When I was a little girl, I could always count on my Dad to comfort me when I was sad or in trouble. Even when I stole a chocolate bar, and when I threatened to beat up a girl in my grade two class, he gave me a hug, pressing my head into his belly or armpit (as I grew) and kiss the top of my head. When a girl was picking on me in grade seven and I finally told him about it, he held me while I cried and rocked me back and forth in a tight hug. I know that even today, if I really needed to, I could go to him with anything and he’d hug me and tell me it’d be all right. He’d mean it too. I had a strained relationship with my mum in my teenage years, which retrospect has allowed me to see is fairly typical. During all that though, my Dad was always on my side. He wrote back to the teenage angst- notes I’d leave him, telling me it would be OK.

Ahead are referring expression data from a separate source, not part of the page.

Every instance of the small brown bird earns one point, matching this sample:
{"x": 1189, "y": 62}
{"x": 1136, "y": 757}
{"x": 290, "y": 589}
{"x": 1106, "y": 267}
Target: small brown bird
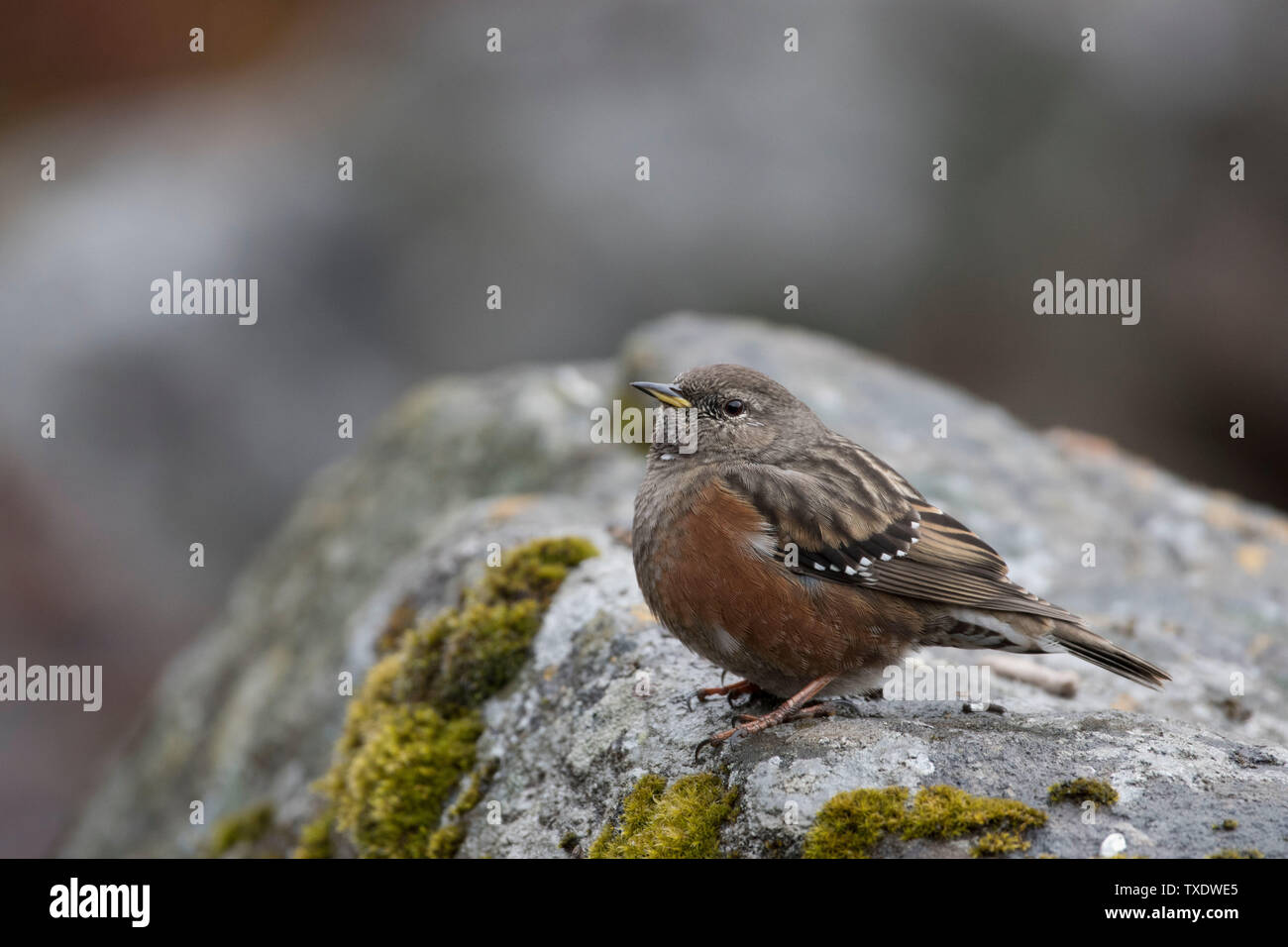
{"x": 797, "y": 560}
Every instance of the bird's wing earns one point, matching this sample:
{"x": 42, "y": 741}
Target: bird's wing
{"x": 851, "y": 518}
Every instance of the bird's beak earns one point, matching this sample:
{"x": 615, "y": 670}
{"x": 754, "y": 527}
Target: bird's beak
{"x": 668, "y": 394}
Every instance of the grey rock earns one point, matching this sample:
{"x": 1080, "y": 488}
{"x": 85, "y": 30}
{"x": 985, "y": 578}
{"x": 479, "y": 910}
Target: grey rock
{"x": 1189, "y": 579}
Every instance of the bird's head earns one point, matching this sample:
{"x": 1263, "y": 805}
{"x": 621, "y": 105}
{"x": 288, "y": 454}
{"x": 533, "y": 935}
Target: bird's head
{"x": 728, "y": 412}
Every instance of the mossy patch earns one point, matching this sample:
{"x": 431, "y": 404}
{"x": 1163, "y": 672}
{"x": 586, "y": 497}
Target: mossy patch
{"x": 1081, "y": 789}
{"x": 410, "y": 735}
{"x": 682, "y": 821}
{"x": 316, "y": 839}
{"x": 851, "y": 823}
{"x": 246, "y": 826}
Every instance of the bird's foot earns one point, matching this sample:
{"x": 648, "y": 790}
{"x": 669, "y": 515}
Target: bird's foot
{"x": 704, "y": 693}
{"x": 791, "y": 709}
{"x": 828, "y": 709}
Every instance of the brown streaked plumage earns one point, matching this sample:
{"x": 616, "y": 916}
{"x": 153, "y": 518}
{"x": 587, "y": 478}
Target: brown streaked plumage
{"x": 797, "y": 560}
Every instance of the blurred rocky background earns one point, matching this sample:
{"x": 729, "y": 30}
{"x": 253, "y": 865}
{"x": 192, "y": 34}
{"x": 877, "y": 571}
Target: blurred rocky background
{"x": 516, "y": 169}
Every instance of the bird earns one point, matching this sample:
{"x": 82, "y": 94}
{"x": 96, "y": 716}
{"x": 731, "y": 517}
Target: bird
{"x": 803, "y": 564}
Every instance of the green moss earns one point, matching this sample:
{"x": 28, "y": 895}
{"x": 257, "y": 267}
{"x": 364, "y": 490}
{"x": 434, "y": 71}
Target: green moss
{"x": 851, "y": 823}
{"x": 447, "y": 840}
{"x": 316, "y": 838}
{"x": 410, "y": 735}
{"x": 249, "y": 825}
{"x": 683, "y": 821}
{"x": 394, "y": 788}
{"x": 1081, "y": 789}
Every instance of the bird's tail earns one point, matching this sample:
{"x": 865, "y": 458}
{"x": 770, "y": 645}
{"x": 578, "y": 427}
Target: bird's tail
{"x": 1100, "y": 651}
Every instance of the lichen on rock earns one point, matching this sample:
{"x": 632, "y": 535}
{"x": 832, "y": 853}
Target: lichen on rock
{"x": 410, "y": 735}
{"x": 1082, "y": 789}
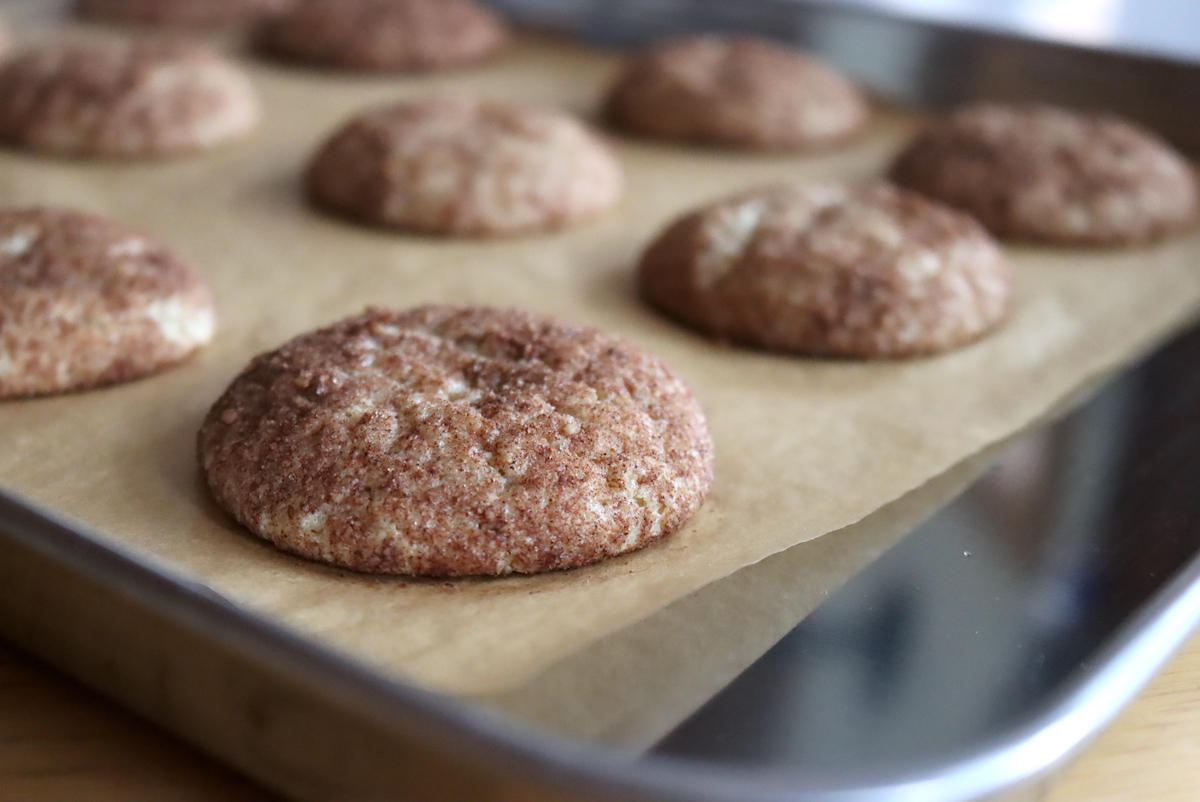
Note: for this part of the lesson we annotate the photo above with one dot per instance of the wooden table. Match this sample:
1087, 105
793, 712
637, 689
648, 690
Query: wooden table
60, 742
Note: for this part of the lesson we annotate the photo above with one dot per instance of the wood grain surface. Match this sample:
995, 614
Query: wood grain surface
60, 742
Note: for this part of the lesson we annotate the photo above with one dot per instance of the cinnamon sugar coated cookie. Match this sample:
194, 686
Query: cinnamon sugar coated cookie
1050, 175
831, 270
465, 167
179, 13
87, 301
739, 91
457, 441
384, 35
123, 100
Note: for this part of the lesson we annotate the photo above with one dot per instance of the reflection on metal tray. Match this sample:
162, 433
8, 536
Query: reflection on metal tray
993, 609
964, 665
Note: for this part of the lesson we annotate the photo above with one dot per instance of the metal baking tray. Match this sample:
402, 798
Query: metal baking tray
1074, 560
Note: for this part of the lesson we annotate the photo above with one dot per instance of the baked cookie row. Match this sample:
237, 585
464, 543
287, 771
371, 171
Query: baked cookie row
463, 441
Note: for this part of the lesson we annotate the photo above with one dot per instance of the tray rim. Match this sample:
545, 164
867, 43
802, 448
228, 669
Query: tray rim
1027, 753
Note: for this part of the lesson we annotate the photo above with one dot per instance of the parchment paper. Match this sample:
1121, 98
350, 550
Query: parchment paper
803, 447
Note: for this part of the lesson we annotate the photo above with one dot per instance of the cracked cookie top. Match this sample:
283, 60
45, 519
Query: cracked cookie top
87, 301
738, 91
831, 269
465, 167
123, 100
384, 35
457, 441
1044, 174
179, 13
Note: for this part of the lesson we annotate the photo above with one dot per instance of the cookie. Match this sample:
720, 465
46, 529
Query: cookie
87, 301
123, 100
465, 167
457, 441
870, 271
1044, 174
384, 35
179, 13
741, 93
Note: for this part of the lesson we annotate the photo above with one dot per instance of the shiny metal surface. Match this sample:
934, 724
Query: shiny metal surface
989, 611
1087, 533
909, 60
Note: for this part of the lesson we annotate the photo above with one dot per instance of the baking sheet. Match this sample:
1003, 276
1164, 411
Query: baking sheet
803, 447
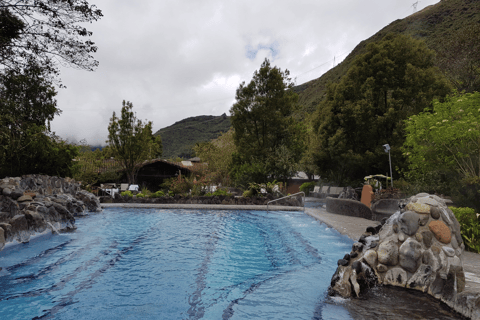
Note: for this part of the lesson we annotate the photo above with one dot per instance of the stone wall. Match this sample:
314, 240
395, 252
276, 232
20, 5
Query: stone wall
34, 203
419, 247
226, 200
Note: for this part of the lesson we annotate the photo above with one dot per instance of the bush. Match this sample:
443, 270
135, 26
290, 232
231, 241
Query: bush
157, 194
307, 187
469, 227
247, 193
222, 192
127, 193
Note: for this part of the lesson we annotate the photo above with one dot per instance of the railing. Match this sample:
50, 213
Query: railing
292, 195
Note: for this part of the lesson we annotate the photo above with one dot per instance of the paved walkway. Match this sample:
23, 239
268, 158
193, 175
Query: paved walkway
354, 227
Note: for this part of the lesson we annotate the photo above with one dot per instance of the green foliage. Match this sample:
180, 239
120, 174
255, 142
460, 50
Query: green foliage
158, 194
27, 105
445, 27
126, 193
146, 192
219, 192
469, 227
393, 80
179, 138
217, 154
247, 193
459, 56
307, 186
265, 131
95, 167
177, 185
447, 138
132, 141
47, 32
243, 173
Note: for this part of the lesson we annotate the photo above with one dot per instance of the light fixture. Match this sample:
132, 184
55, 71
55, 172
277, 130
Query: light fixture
386, 147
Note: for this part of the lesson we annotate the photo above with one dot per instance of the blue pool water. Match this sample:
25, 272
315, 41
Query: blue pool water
176, 264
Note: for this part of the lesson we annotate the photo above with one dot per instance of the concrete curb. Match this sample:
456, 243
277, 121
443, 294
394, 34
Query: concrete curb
201, 206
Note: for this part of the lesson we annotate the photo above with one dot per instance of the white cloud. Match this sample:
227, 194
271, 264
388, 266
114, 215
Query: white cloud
177, 59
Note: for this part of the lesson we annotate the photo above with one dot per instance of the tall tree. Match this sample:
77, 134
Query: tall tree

Now, I feel like no matter what, I could go to boyfriend and he always knows just what to say, and just how to hug me, to make me feel better. Last night, for instance, I was upset and down and mad and sad. He took me and buried my face on his shoulder and held me tight and told me it’d be OK. He kissed the top of my head, and let me collapse my arms, shoulders and head on top of his shoulders and chest. I even thought to myself how glad I was to have a man who knew how to make me feel better the way my Dad used to when I was little.
It’s a nice feeling, a comfort, to know that no matter how bad I screw up, or how miserable I am, I always have a shoulder and a set of arms to wrap me up and tell me it will be OK. It’s more than faith in the universe and belief that everything truly will be OK, because there’s only so much I can believe in when left on my own and when it seems things couldn’t get worse. I’m supported, and that makes everything OK.